If/Then Conditions Based on Task Settings (not just actions) for Rules

I love the rules feature. It has done so much for us to further our automation.

It would take a huge step forward if the settings on a task could be available features/options in rule creation.

For example, as rules stand today, it requires an activity to take place to qualify as a Trigger (i.e. a task is added to a section, or due date is set, or a custom field is changed). But we could dramatically enhance the outcome of rules if we could use if/then logic to say, for example:
The Trigger configuration is, If John is the assignee (already assigned — not the activity of changing the assignee to John) and (+) the task gets moved to X Section, then take Z action.
Result: This would mean lots of other things could be moved into X Section, but the rule would only apply if John was already the assignee and would not trigger for any other assignee.

Another example:
The Trigger configuration is, If the single-select custom field selection is X (already been selected — not the action of changing the selection), and (+) the Approval Status is changed to Rejected, then change the Assignee to John.
Result: This would mean anything that is classified as a “Design Review” (if that is the selection of the custom field referenced) that gets rejected (not approved), could then be immediately escalated to John. And if “Content Review” is the custom selection, a similar rule could say if rejected then change assignee to Jane.
Today the options for rules to be triggered only when an activity takes place, would limit the second example above to ALL rejected tasks being assigned to one person because we can’t differentiate the task using any of the task’s settings/setup.

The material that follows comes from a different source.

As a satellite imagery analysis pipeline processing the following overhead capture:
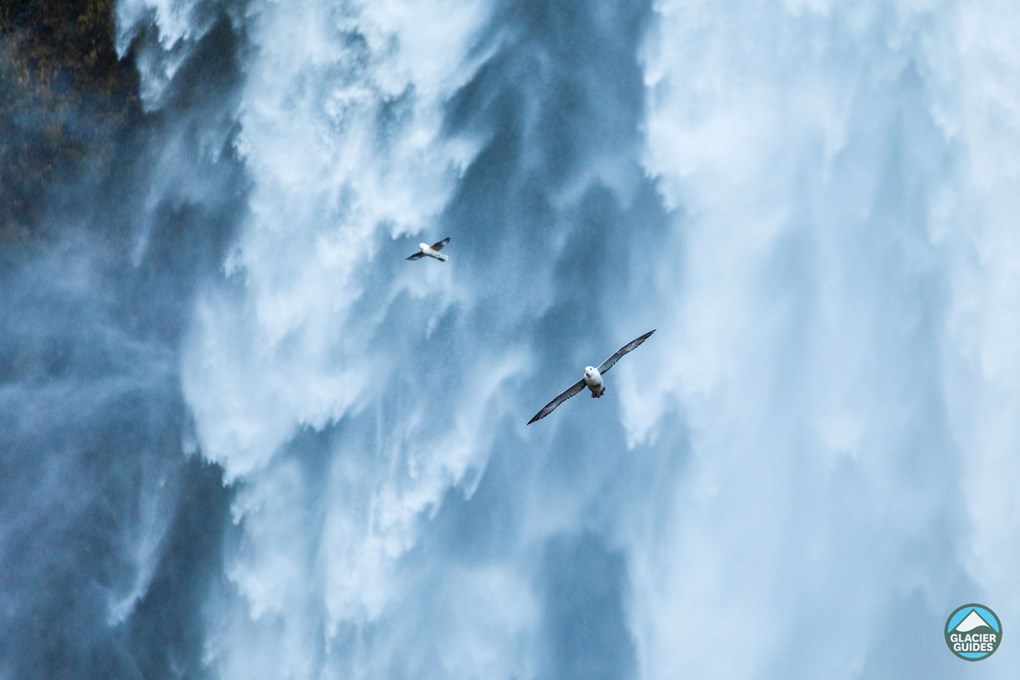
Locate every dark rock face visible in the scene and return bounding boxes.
[1,0,140,243]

Thank you for your consideration.

@Chasity_Scoggins,

Unless I’m misreading, both of your examples actually already work in just the manner you’re requesting.

Have you tried these two examples? It just takes a couple minutes to do a test in a private project and see what happens; I think you’ll be surprised.

The trick is that the trigger titles are mistakenly worded to make one think that each part of a multi-part trigger must change but only a single one of the triggers much change (to activate the rule); the other trigger, like “John is the assignee” is all that’s needed for the other trigger.